LIVE FROM APPS WORLD LONDON: There were mixed opinions this morning as to whether operators should operate their own app stores, with executives from Qtel and Telefonica Digital highlighting the benefits of different approaches to the market. The primary issue revolves around the role a store can play in the operator portfolio, including whether the benefits available outweigh the costs and the potential pitfalls – especially against a backdrop of already fierce competition in this market.
Eric Morhenn, Director of Strategic Partnerships and Devices for Qtel International, argued that “most operators should not build and operate their own app store. The kind of conventional wisdom for some operators is that we are becoming a dumb pipe, voice revenue is going down, data has become a commodity. We’ve got to do something, let’s go out and build an app store. I think for most operators in most cases, that’s not the right answer.”
He gave three reasons why operators should think carefully before launching an app store.
Firstly, “there are already a lot of great app stores out there, and we don’t need more.” Morhenn said the operator comes late to an already crowded market, where many of the existing stores have already created significant customer loyalty.
Secondly, from a commercial viewpoint, the cost of building and operating an operator app store “will never really match the revenue potential for an operator.” He noted that the income from apps is shared between many parties, and that there is also a prevalence of free products, making this less appealing from a business viewpoint.
Finally, Morhenn highlighted that “there is a risk for operators from apps going through the store,” for example if apps are infected with viruses, spamware or malware, which would lead to “a very bad customer experience.”
However, Javier Lorente, Head of Costumer Interface for Telefonica Digital (pictured), argued that there is a role for the operator in the app store market, but that it is important to realise the motivators for doing so. “Operators cannot be there for the sake of making a business from applications, because no one else is there for that. Apple is not there for that, Google is not there for that,” he noted.

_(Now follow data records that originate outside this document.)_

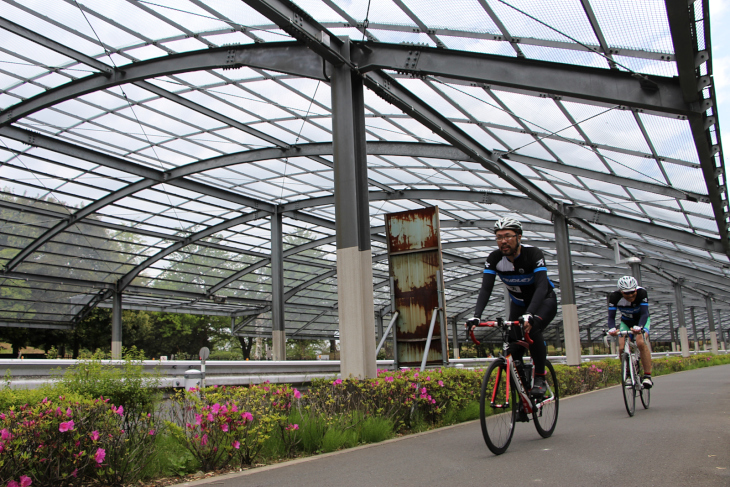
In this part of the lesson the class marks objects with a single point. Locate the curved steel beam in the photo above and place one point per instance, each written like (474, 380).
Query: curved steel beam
(288, 57)
(126, 280)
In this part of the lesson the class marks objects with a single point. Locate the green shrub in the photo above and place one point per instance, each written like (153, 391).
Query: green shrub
(129, 385)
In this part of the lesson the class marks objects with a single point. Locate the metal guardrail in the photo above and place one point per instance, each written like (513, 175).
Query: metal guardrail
(34, 373)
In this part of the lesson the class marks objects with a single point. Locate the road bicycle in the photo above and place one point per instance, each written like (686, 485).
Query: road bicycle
(505, 395)
(631, 374)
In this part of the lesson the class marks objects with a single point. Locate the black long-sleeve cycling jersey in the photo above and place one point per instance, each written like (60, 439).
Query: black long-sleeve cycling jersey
(526, 279)
(633, 313)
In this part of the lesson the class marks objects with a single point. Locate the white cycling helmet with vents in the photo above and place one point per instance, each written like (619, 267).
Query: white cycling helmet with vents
(508, 224)
(627, 283)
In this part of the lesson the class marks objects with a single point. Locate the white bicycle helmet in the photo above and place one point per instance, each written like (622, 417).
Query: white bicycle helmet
(508, 224)
(627, 283)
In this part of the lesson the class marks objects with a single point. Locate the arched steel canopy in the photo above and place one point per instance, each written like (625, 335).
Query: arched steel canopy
(144, 146)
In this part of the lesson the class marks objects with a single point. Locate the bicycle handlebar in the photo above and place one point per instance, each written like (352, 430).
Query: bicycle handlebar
(498, 324)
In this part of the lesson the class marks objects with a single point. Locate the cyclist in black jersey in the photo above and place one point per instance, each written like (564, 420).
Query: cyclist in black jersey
(533, 302)
(633, 302)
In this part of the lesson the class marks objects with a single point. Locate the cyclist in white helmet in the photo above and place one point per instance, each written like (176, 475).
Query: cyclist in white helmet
(522, 269)
(633, 302)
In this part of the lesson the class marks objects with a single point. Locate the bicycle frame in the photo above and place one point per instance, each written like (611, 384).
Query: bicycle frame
(511, 369)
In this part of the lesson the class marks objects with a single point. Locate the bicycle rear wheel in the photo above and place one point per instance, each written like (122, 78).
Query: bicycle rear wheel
(497, 412)
(644, 394)
(546, 417)
(627, 384)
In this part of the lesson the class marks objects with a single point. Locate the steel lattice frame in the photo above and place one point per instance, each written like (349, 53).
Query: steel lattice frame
(145, 146)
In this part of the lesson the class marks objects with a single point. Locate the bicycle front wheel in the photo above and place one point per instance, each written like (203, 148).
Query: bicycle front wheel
(497, 411)
(545, 412)
(627, 384)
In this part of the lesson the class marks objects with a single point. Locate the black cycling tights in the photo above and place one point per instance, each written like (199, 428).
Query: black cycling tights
(544, 315)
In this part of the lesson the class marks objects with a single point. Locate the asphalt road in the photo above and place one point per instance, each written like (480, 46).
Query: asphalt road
(683, 439)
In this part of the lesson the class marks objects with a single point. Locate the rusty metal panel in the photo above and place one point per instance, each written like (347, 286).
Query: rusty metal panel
(414, 256)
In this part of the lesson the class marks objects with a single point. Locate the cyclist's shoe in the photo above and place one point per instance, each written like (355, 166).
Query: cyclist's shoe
(540, 386)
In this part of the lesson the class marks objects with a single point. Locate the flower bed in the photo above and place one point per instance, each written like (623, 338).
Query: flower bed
(70, 440)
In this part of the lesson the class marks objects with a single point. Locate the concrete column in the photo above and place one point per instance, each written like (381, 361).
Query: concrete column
(711, 323)
(278, 335)
(682, 329)
(719, 330)
(694, 328)
(117, 326)
(590, 341)
(379, 323)
(671, 329)
(567, 291)
(352, 224)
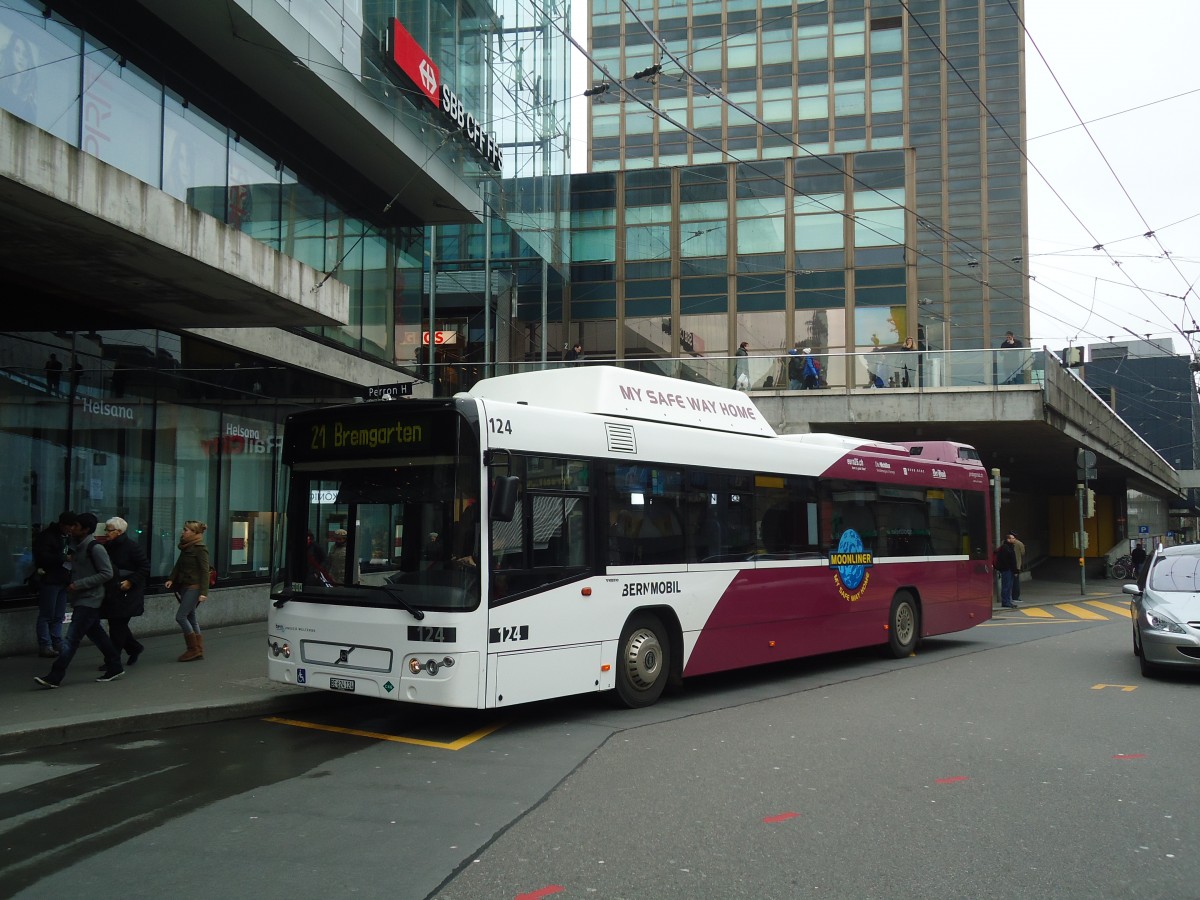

Lorente reiterated the fact that Apple does not make a profit from its App Store business, despite its scale. He noted that the expense for adding an app to the store is “around US$3,000 on average, and you known that most of the applications will never, ever make US$3,000.” Instead, Apple makes money on hardware, while Google monetise its efforts through advertising.
“The question is, what do I want to achieve? At Telefonica, we answer this question by thinking of the relationship with the customer, and how we can leverage this. This is a very bold move by the operator, but the risk of not being there is that the relationship with the customer could be jeopardised in the future,” he said.
While highlighting the strengths operators have, such as the ability to create “boutique” stores, exploit customer recommendations and personalisation, and build on existing billing relationships, Lorente also noted that there are significant challenges ahead. “If you ask me if operators are doing well now, I would say not so much. We are looking for a spot,” he said.
Also participating in the debate, Dan Hod, Business Manager for Amdocs, broadly agreed with the Qtel viewpoint, stating that: “we see very few big operator giants creating their app stores, but most of them are trying to think of more creative ways to cooperate.”
Andrew Darling, Associate Director of Market Development EMEA for OpenMarket, noted that away from app stores, there is significant potential for operators to play a role in the industry. Highlighting the fact that operators have access to a significant amount of customer usage data, he argued that “the operators have a lot of keys to help app publishers unlock the secrets to generating more usage, more consumption, by exposing APIs which can really help both parties.”